Tesla CEO Elon Musk announced on April 15, 2026, via X that the company has taped out its AI5 chip—the critical next-generation inference processor for its Full Self‑Driving (FSD) system, Optimus robots, and xAI data centers. Musk touted a performance improvement of up to 40× over the current AI4 chip and confirmed that AI6 and Dojo3 are already in development. (techradar.com)

Tom’s Hardware reports that the AI5 module is approximately half the reticle size of AI4, surrounded by 12 SK hynix memory packages—likely GDDR6 or GDDR7—suggesting a 384‑bit memory interface and bandwidth between 768 GB/s and 1.536 TB/s. (tomshardware.com)
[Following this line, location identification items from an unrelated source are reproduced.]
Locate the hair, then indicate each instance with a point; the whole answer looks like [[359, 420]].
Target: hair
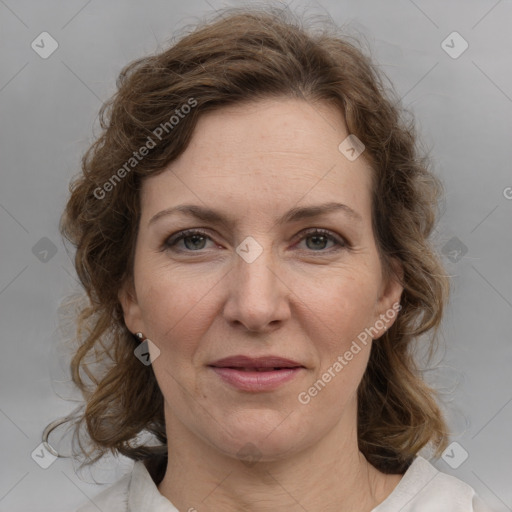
[[244, 55]]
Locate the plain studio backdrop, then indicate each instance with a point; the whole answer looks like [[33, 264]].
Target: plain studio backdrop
[[449, 61]]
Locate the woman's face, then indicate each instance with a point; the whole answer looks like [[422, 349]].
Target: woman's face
[[276, 271]]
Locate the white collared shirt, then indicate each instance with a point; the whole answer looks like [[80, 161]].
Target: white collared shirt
[[422, 489]]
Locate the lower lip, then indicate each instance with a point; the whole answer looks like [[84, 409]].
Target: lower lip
[[254, 380]]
Tesla is pursuing a dual‑foundry strategy: both TSMC and Samsung will manufacture AI5, with each producing slightly different physical versions of the same design. Musk emphasized that Tesla’s AI software will run identically on both variants. (tomshardware.com)

Multiple sources indicate that small‑scale production of AI5 is expected in late 2026, with mass production ramping in mid‑2027. (notateslaapp.com)

The AI5 chip is designed to deliver a step‑function improvement in compute and memory over AI4—estimates range from 10× to 50× performance gains, depending on the metric. (opencall.news)

This milestone also reignites Tesla’s Dojo supercomputer ambitions: with AI5 nearing readiness, Tesla has restarted work on Dojo3, its next-generation training system. (techradar.com)

Tesla’s AI5 chip represents a major leap in its vertical integration strategy—designing custom silicon tailored for its AI workloads, from autonomous driving to robotics and AI infrastructure.